Amid the holiday travel chaos at LAX this morning, I found an unlikely ally in my mission to get the world eating naked.
‘Tis the season to be jolly, which for us means heading north to spend Christmas with my family in Canada. Being the good daughter, I always ask if there’s something my folks would like from the US that they can’t get at home. This year, my dad requested a jar of Jif peanut butter. More specifically, Jif extra crunchy, not the creamy kind. Have you read the ingredients on a jar of this stuff? FULLY-hydrogenated oil! Don’t see that very much these days. Against all our better nutritional wisdom, we bit the bullet and bought a jar. When it comes to family, sometimes you gotta do what you gotta do.

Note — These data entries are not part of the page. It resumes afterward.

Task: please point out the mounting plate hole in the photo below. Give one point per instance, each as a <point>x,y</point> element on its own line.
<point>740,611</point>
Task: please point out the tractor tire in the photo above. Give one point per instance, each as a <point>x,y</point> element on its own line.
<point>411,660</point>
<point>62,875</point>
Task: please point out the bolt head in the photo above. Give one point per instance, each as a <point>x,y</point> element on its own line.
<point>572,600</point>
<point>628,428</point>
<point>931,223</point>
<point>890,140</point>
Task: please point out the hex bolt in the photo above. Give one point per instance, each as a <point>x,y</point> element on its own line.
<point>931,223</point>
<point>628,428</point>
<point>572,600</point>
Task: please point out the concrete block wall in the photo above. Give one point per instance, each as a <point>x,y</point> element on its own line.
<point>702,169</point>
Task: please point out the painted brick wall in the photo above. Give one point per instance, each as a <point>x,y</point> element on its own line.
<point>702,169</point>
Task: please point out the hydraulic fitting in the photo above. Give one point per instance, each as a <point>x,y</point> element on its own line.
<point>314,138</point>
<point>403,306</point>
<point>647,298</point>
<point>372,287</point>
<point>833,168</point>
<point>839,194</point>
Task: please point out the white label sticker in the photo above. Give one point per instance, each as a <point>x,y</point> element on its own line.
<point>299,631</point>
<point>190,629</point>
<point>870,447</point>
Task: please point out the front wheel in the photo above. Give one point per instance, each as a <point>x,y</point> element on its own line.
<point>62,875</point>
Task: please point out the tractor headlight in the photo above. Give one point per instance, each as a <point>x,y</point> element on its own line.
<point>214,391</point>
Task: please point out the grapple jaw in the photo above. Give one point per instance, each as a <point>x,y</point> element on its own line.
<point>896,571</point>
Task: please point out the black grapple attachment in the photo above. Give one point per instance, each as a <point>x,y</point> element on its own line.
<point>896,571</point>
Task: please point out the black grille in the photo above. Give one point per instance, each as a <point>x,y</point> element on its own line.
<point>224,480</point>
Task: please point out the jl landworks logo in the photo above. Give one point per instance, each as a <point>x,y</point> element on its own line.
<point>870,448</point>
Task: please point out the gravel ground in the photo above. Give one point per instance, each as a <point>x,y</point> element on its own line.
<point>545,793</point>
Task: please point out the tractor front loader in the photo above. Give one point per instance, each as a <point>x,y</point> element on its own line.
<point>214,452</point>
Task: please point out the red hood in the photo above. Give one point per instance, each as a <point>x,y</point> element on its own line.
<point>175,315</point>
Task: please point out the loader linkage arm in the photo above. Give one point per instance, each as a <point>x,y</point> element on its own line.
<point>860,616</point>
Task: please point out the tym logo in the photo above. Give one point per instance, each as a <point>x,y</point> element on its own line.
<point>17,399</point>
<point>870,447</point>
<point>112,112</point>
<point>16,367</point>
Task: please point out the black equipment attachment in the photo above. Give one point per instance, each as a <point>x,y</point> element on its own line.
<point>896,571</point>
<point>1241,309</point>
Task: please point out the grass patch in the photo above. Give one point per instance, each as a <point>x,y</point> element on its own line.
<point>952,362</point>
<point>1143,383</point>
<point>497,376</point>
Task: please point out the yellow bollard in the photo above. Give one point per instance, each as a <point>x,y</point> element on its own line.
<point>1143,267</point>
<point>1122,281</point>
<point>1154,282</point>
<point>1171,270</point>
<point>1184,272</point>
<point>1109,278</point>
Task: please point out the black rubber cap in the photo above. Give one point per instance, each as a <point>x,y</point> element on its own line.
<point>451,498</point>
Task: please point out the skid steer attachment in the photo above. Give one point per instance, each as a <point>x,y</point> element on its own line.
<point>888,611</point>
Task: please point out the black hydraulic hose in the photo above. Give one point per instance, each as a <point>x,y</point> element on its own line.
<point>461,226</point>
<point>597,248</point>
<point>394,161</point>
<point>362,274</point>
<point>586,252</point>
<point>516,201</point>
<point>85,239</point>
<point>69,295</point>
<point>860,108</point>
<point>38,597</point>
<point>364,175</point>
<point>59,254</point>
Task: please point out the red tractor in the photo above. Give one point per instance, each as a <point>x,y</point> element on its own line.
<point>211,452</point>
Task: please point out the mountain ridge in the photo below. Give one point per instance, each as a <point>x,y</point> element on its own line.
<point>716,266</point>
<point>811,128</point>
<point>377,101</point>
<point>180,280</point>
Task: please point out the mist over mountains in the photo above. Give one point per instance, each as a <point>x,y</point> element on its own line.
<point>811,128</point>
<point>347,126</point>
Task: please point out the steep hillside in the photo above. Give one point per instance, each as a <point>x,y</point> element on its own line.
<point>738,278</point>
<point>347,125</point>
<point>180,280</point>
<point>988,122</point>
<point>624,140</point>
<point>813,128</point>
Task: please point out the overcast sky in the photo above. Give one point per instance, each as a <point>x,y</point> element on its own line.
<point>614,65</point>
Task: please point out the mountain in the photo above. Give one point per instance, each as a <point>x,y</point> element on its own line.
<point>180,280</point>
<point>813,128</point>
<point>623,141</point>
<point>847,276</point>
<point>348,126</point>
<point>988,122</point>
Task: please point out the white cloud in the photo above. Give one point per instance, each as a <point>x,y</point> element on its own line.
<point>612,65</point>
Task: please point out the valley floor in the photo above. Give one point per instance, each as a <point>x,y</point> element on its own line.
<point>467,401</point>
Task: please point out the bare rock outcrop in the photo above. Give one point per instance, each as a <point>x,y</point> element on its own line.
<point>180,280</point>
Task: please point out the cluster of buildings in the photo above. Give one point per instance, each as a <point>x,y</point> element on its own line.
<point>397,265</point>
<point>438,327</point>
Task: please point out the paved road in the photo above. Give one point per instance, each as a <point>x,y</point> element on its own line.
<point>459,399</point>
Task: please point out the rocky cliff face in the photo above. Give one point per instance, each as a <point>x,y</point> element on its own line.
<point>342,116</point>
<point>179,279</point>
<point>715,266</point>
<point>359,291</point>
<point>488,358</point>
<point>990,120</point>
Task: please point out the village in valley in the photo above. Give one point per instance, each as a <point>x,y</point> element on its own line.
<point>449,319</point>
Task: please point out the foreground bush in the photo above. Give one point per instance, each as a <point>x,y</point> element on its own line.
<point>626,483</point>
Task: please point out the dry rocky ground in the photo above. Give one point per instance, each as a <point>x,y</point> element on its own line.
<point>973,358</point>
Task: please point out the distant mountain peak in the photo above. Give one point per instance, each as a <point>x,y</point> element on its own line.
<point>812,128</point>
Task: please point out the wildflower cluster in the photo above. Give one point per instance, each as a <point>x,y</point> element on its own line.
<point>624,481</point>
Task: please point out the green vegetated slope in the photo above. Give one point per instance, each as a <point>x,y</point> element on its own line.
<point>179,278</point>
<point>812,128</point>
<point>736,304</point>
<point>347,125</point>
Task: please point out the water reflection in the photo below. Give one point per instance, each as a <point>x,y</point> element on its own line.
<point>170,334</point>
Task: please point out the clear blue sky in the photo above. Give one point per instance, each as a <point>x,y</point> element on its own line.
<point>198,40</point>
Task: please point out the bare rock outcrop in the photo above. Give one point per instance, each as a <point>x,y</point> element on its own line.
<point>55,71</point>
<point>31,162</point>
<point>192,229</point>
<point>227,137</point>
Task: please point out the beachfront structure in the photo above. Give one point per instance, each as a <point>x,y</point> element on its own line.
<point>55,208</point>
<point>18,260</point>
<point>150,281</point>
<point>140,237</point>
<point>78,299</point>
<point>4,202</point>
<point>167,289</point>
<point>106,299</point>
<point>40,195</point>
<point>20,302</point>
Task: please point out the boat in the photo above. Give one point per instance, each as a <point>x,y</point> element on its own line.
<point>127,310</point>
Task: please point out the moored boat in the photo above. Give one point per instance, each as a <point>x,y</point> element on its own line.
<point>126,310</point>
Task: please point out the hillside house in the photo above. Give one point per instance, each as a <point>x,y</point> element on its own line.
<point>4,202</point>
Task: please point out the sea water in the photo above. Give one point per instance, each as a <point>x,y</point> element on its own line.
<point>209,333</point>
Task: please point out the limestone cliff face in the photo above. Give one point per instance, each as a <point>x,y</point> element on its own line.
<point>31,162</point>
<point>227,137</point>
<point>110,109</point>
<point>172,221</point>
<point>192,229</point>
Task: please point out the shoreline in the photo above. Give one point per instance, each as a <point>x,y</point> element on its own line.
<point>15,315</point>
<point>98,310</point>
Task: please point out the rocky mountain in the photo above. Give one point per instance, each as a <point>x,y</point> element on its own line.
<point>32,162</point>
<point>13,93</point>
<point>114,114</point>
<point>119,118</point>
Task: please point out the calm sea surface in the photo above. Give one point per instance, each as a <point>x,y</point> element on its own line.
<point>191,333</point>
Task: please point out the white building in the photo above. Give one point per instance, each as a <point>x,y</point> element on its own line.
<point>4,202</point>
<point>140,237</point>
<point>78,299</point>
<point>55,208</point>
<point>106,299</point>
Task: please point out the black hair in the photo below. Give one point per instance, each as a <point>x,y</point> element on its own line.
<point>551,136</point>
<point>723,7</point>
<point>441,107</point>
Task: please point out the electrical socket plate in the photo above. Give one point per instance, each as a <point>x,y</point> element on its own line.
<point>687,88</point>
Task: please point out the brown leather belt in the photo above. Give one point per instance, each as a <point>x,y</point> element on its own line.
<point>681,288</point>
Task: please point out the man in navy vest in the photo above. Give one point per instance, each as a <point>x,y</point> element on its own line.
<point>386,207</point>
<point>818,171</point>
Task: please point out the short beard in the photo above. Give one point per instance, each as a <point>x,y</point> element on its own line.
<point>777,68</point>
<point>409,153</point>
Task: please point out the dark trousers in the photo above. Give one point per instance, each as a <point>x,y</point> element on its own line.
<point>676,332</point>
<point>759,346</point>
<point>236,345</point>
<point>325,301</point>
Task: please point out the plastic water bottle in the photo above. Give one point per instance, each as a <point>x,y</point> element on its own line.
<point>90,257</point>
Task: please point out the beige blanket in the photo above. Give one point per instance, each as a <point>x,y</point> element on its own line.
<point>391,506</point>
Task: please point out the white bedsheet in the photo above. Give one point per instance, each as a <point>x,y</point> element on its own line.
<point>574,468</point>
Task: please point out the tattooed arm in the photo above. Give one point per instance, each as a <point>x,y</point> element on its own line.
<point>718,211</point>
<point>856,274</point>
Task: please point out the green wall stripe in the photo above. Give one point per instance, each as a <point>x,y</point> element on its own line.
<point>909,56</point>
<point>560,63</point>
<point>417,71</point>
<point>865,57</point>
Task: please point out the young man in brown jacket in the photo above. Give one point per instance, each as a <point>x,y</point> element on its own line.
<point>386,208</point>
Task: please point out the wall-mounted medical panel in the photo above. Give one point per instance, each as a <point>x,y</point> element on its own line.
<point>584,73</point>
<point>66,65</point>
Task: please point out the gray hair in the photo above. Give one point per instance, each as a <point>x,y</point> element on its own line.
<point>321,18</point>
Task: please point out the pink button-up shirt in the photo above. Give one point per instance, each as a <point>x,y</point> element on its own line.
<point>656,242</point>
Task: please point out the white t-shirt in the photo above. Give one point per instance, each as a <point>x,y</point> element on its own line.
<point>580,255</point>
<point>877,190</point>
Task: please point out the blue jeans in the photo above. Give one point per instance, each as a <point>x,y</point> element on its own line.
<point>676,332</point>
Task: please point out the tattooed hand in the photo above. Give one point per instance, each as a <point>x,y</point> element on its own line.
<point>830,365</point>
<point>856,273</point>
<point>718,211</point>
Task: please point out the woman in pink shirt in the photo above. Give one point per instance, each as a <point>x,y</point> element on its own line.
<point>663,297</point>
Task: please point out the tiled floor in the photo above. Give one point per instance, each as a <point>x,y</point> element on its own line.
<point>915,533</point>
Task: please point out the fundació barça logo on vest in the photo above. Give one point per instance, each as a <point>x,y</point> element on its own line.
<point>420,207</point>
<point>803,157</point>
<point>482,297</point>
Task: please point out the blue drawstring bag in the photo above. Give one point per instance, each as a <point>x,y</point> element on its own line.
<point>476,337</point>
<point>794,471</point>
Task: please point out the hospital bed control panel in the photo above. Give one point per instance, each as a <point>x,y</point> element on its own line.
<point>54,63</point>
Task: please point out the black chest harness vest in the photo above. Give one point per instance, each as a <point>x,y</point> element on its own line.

Going through airport security, the TSA attendant flagged our carry-on food bag. Inspecting it for liquids or creams, he passed by the homemade cultured veggies we’re bringing home as gifts, passed the apple, passed the seaweed salad, and headed straight for the one un-naked thing in the bag: the jar of Jif. We protested mildly saying, “but it’s extra crunchy, not creamy.” But, to my not-so-secret delight, he’d have none of it. The Jif was banned.
So, my big thank you to TSA for taking a stand against un-naked food! And Dad? Sorry… I tried.